Laurent Leroux (November 17, 1759 - May 26, 1855) was a fur trader, businessman and political figure in Lower Canada.

He was born in L'Assomption in 1759, the son of Germain Le Roux d’Esneval, whose family lived at the Château d'Esneval. His father grew up in Paris and settled in New France after the serving as in officer in the War of the Austrian Succession, afterwards becoming a merchant. In 1776, Leroux was hired as a clerk by a Montreal merchant and sent to Michilimackinac.
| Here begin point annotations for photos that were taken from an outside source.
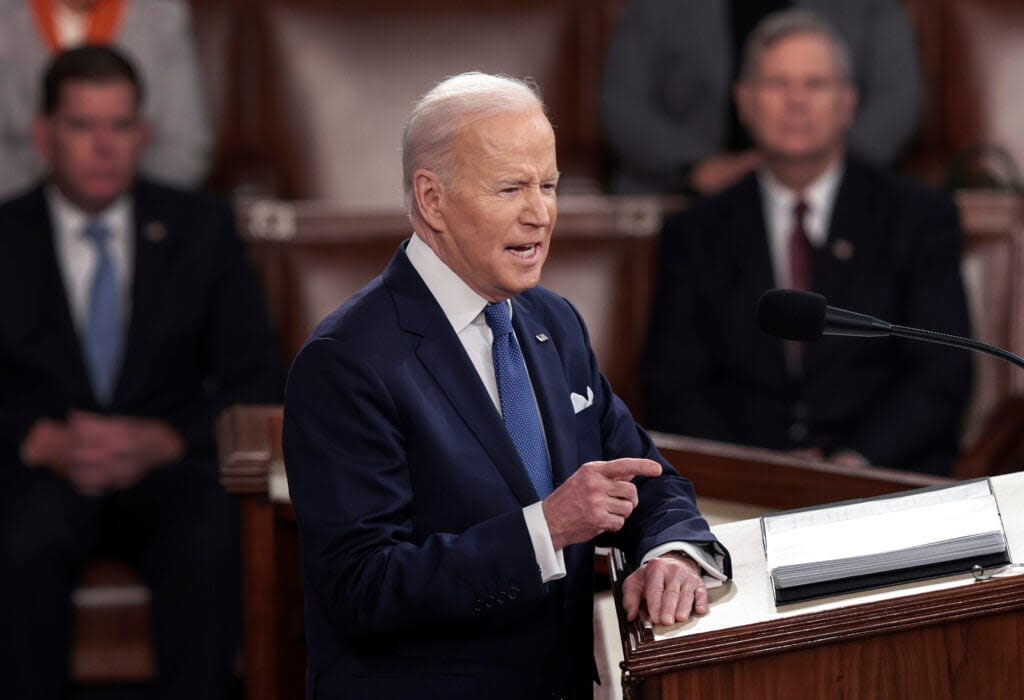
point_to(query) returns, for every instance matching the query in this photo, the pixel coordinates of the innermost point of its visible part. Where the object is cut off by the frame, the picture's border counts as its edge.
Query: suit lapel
(550, 388)
(152, 243)
(52, 315)
(444, 359)
(837, 265)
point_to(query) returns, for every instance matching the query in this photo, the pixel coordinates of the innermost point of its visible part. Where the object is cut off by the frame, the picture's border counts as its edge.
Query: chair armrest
(248, 445)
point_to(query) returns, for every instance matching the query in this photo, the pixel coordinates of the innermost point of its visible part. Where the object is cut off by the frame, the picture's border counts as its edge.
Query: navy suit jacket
(893, 252)
(199, 337)
(420, 577)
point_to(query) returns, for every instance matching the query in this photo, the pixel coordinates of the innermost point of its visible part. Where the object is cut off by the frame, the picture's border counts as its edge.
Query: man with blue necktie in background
(132, 318)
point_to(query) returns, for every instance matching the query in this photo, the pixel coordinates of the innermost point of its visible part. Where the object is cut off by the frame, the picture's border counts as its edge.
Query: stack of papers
(880, 541)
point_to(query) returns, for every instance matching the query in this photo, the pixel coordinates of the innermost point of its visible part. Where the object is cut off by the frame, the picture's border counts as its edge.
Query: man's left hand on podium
(666, 589)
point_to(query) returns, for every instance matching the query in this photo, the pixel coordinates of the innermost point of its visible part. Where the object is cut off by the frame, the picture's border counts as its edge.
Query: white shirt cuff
(711, 565)
(551, 562)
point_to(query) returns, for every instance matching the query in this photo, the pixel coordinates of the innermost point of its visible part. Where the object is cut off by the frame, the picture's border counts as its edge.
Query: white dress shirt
(77, 254)
(778, 203)
(464, 309)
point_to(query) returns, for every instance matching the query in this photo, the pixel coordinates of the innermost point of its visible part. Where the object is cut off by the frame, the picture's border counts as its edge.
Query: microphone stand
(955, 342)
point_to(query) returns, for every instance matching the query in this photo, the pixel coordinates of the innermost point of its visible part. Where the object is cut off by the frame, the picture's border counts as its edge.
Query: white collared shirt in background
(77, 254)
(778, 203)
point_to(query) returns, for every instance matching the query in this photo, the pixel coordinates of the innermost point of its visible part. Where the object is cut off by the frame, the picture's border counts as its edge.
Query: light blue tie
(102, 327)
(518, 406)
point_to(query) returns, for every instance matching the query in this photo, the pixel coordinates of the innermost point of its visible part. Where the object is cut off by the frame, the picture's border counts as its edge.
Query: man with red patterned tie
(816, 217)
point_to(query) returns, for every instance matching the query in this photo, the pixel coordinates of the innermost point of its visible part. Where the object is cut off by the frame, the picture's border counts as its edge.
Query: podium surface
(946, 638)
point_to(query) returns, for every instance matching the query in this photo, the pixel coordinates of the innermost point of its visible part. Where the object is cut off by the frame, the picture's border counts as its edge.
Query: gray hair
(445, 110)
(784, 24)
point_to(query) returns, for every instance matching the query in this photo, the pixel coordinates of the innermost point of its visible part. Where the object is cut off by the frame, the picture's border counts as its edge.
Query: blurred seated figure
(155, 34)
(132, 318)
(816, 217)
(666, 100)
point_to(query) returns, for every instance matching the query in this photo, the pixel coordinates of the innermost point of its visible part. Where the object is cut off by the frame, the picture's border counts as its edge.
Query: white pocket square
(580, 402)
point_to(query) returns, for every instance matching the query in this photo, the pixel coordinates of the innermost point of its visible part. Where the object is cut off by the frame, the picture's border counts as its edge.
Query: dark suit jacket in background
(199, 338)
(420, 577)
(893, 252)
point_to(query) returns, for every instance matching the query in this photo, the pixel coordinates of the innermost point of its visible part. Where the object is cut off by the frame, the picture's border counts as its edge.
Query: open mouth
(525, 252)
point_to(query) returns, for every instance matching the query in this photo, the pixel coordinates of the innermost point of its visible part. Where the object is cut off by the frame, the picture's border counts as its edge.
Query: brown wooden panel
(949, 644)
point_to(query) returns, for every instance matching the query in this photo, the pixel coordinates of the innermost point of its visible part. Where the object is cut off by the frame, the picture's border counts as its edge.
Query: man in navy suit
(131, 317)
(813, 217)
(446, 510)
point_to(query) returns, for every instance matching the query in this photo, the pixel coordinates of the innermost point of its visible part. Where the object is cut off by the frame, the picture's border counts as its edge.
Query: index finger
(627, 468)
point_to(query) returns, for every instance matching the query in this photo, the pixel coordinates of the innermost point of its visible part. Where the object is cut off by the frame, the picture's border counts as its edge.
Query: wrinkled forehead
(805, 51)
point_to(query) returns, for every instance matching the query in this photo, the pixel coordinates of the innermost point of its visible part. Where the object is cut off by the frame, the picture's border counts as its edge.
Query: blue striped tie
(518, 406)
(102, 327)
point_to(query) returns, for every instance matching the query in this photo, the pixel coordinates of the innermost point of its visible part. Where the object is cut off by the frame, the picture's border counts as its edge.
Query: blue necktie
(102, 327)
(518, 406)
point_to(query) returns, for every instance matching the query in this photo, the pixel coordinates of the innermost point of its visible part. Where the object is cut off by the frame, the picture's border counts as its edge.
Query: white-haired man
(453, 449)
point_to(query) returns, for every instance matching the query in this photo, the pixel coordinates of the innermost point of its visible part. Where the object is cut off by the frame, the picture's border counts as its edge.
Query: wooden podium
(949, 638)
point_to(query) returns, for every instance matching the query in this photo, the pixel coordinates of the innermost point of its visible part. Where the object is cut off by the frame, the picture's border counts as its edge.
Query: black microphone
(806, 316)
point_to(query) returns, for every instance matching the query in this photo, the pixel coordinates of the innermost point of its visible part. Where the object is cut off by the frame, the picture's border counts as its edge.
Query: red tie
(801, 251)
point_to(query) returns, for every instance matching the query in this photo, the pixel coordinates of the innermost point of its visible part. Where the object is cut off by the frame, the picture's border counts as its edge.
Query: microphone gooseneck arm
(955, 342)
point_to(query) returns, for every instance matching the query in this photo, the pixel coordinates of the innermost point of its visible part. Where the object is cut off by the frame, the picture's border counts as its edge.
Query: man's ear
(144, 133)
(848, 98)
(743, 94)
(40, 134)
(429, 194)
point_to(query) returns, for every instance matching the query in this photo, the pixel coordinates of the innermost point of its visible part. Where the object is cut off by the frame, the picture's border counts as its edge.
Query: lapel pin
(155, 231)
(842, 249)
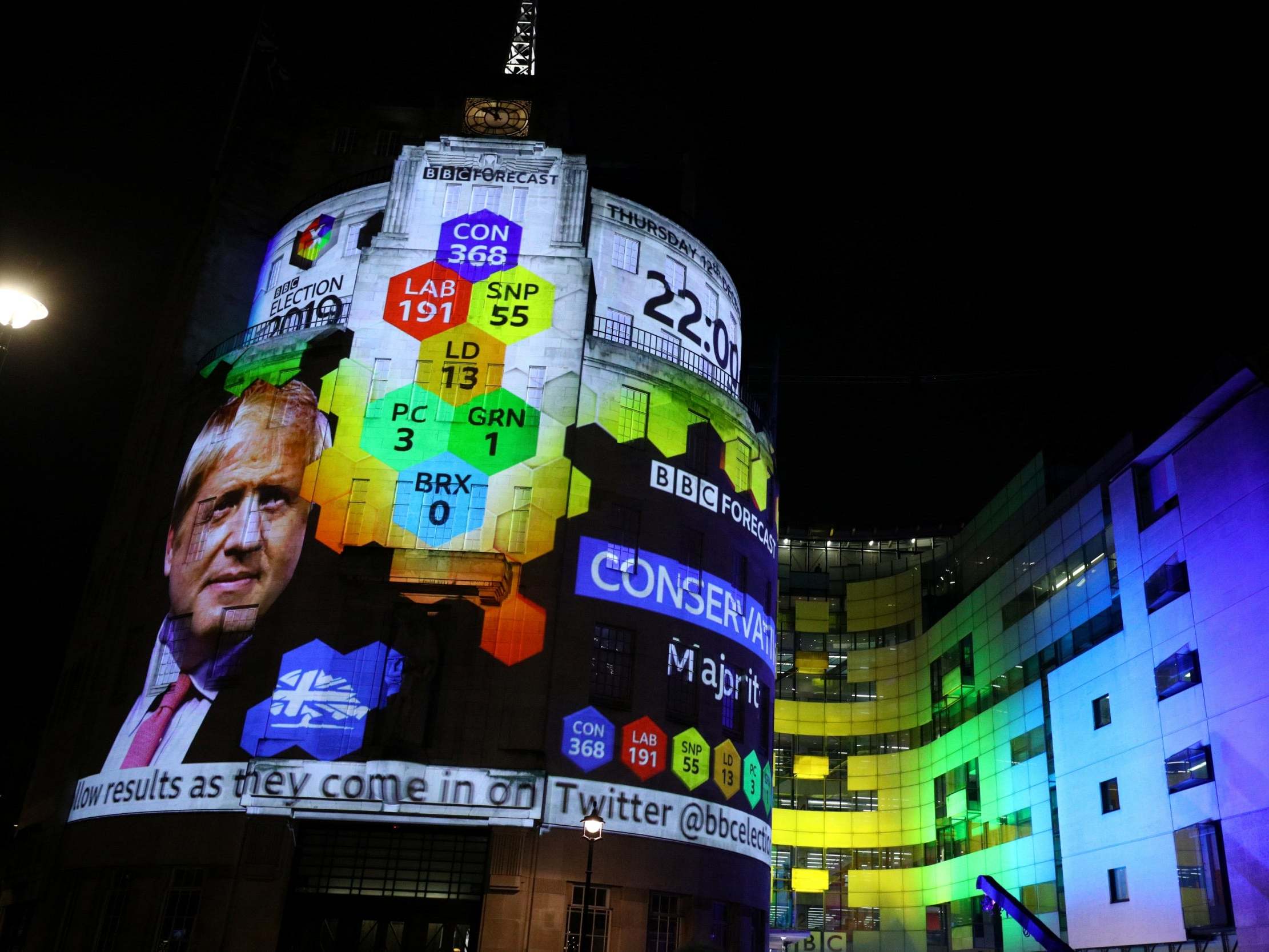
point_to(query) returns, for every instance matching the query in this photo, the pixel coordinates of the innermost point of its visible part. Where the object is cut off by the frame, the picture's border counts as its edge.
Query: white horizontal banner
(389, 790)
(650, 813)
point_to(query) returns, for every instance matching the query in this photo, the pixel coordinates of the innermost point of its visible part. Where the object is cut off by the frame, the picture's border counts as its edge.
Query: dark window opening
(1176, 673)
(1191, 767)
(612, 663)
(1111, 795)
(1168, 583)
(1101, 713)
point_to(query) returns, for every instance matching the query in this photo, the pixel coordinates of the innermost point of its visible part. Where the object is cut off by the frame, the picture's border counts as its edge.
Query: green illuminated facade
(910, 736)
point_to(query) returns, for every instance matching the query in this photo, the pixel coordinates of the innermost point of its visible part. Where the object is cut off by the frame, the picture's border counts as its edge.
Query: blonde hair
(258, 408)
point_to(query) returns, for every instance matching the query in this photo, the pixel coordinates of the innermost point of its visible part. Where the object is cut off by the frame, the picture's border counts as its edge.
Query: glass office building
(1067, 694)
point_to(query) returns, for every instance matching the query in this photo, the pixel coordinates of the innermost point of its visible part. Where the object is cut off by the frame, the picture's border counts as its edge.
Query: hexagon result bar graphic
(427, 300)
(479, 244)
(644, 748)
(513, 305)
(726, 772)
(588, 739)
(690, 758)
(753, 774)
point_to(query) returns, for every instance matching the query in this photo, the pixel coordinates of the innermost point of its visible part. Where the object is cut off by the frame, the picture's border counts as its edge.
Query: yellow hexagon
(363, 512)
(512, 305)
(726, 771)
(461, 365)
(346, 392)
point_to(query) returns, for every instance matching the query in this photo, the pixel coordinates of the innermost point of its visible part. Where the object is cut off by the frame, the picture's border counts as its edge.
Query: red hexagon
(645, 748)
(427, 300)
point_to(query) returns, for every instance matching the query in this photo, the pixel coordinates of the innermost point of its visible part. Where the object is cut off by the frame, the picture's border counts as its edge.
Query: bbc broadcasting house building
(473, 535)
(1069, 696)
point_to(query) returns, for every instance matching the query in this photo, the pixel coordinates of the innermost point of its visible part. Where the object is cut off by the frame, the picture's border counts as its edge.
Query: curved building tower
(465, 533)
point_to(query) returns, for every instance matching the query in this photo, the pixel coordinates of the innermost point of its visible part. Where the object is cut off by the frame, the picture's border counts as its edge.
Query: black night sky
(966, 243)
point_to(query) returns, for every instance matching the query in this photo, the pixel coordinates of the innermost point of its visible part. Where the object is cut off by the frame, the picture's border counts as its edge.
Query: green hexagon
(690, 758)
(405, 427)
(512, 305)
(752, 773)
(495, 431)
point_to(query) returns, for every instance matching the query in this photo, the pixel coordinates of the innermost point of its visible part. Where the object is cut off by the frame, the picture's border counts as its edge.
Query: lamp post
(592, 829)
(17, 310)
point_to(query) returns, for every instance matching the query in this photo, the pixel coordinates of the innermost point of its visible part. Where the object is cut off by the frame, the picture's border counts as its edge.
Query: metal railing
(673, 352)
(325, 314)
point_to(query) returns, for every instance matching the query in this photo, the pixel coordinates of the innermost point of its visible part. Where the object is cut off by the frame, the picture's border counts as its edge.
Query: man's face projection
(240, 541)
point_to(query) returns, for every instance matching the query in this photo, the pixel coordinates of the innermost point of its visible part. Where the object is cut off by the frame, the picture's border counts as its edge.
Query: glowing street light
(18, 310)
(592, 830)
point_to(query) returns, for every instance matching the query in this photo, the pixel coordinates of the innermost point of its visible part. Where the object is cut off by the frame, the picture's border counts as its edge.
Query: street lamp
(17, 310)
(592, 829)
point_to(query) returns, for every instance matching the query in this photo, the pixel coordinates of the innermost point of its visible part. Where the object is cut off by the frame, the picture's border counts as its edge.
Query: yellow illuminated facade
(910, 736)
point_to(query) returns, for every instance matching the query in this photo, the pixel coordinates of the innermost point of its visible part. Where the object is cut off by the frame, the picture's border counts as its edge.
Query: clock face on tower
(496, 117)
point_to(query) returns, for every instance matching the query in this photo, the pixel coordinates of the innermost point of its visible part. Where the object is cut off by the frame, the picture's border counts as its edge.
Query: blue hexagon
(479, 244)
(589, 739)
(441, 498)
(322, 700)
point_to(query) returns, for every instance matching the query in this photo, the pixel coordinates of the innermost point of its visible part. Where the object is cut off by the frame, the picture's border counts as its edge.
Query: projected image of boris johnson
(236, 532)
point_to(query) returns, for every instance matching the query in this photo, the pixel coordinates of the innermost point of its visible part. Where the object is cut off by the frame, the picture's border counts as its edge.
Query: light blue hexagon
(441, 498)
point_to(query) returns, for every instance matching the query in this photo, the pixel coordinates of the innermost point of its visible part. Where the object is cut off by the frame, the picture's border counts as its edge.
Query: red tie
(152, 729)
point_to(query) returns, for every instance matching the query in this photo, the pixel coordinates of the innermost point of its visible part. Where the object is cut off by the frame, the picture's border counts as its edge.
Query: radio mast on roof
(521, 60)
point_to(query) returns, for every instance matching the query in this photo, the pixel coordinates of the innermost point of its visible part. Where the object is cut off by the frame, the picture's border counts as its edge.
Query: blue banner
(659, 584)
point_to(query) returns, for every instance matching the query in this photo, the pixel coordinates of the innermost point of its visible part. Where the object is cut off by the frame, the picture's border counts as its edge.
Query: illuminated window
(1155, 488)
(682, 688)
(519, 203)
(710, 304)
(387, 143)
(1176, 673)
(471, 539)
(676, 275)
(625, 254)
(379, 385)
(612, 663)
(622, 539)
(519, 520)
(1118, 879)
(596, 928)
(537, 377)
(1202, 875)
(198, 531)
(1168, 583)
(739, 463)
(356, 513)
(180, 910)
(1110, 795)
(487, 197)
(698, 441)
(1101, 713)
(664, 922)
(1191, 767)
(112, 911)
(619, 327)
(353, 238)
(453, 201)
(632, 419)
(397, 527)
(693, 550)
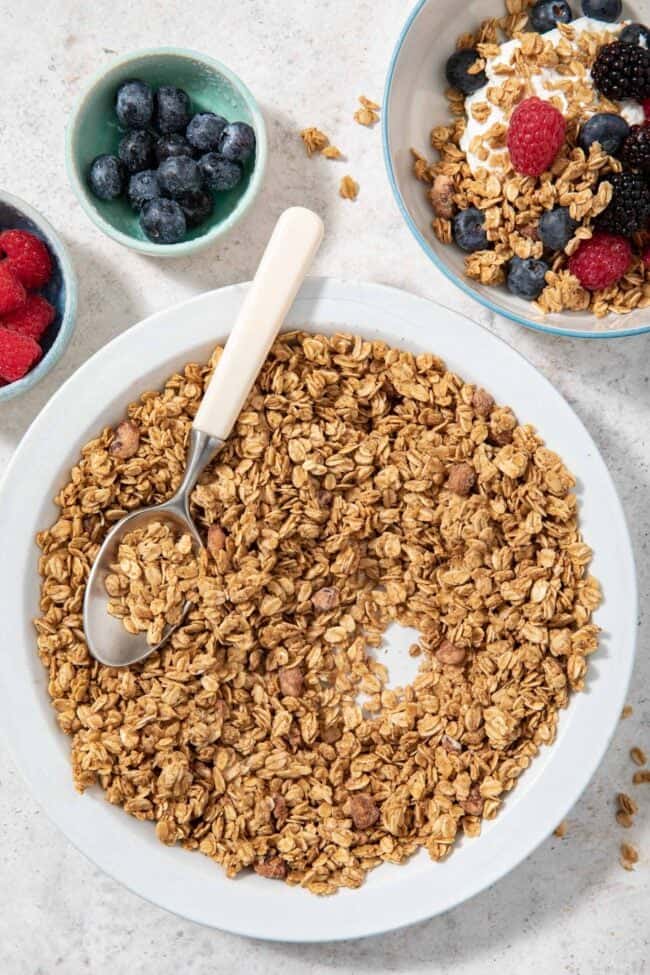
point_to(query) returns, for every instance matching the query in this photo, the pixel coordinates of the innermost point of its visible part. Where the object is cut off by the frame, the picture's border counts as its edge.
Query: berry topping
(601, 261)
(546, 14)
(163, 221)
(237, 142)
(469, 230)
(635, 34)
(178, 175)
(27, 256)
(219, 173)
(32, 319)
(622, 71)
(136, 151)
(106, 177)
(629, 209)
(12, 292)
(142, 188)
(556, 228)
(636, 148)
(170, 145)
(197, 205)
(606, 128)
(172, 110)
(607, 10)
(134, 104)
(18, 353)
(458, 71)
(527, 277)
(535, 136)
(205, 131)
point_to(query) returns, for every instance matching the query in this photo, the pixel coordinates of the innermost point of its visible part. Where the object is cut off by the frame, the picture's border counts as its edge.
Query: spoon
(283, 268)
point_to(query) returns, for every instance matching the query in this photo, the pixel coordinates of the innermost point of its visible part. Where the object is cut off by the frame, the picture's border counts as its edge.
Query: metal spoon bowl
(282, 270)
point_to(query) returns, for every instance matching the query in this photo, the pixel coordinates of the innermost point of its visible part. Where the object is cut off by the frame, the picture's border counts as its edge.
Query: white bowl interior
(415, 102)
(190, 884)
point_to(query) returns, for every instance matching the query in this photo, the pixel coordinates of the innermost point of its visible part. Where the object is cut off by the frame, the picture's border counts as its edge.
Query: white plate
(190, 884)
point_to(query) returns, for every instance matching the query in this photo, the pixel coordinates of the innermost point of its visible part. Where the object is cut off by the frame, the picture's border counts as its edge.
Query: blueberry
(163, 221)
(106, 177)
(142, 188)
(136, 151)
(171, 145)
(608, 10)
(547, 14)
(219, 173)
(556, 228)
(197, 205)
(527, 278)
(469, 230)
(237, 142)
(178, 175)
(608, 129)
(457, 72)
(134, 104)
(636, 34)
(205, 130)
(172, 110)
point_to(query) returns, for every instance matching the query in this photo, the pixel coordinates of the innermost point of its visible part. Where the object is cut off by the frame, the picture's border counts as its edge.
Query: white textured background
(569, 908)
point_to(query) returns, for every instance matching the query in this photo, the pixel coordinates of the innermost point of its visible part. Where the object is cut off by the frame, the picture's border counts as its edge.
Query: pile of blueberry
(170, 161)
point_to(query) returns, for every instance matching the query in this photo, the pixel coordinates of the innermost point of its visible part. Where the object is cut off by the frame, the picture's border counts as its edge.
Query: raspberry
(28, 258)
(32, 319)
(601, 261)
(12, 293)
(535, 136)
(18, 353)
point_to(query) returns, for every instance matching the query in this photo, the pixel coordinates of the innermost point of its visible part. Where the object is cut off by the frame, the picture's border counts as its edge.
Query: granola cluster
(513, 203)
(362, 485)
He became a clerk in a fur trading company there, Gregory, MacLeod and Company, that competed with the North West Company. In 1786, he set up a trading post on Great Slave Lake. After the murder of Leroux's superior, John Ross, Gregory, MacLeod and Company merged with the North West Company. He travelled with Alexander MacKenzie to Great Slave Lake in 1789 and again met Mackenzie, returning from the Arctic Ocean, later that year. When Laurent's father died in 1792, he returned to L'Assomption to take over his father's business there, although he still retained links to the North West Company. He expanded into the production of potash and also sold products manufactured by the Batiscan ironworks. He helped found the Bank of Montreal. Leroux was named a justice of the peace. He served in the local militia during the War of 1812 and became major in 1818. In 1827, he was elected to the Legislative Assembly of Lower Canada for Leinster.

He died at L'Assomption in 1855. His nephews, François-Antoine and Joseph, also became involved in fur trading, using their uncle's connections in the industry. His sister, Angélique, married Jean-Moïse Raymond, who also represented Leinster in the legislative assembly, before marrying the eldest son of Captain John Munro.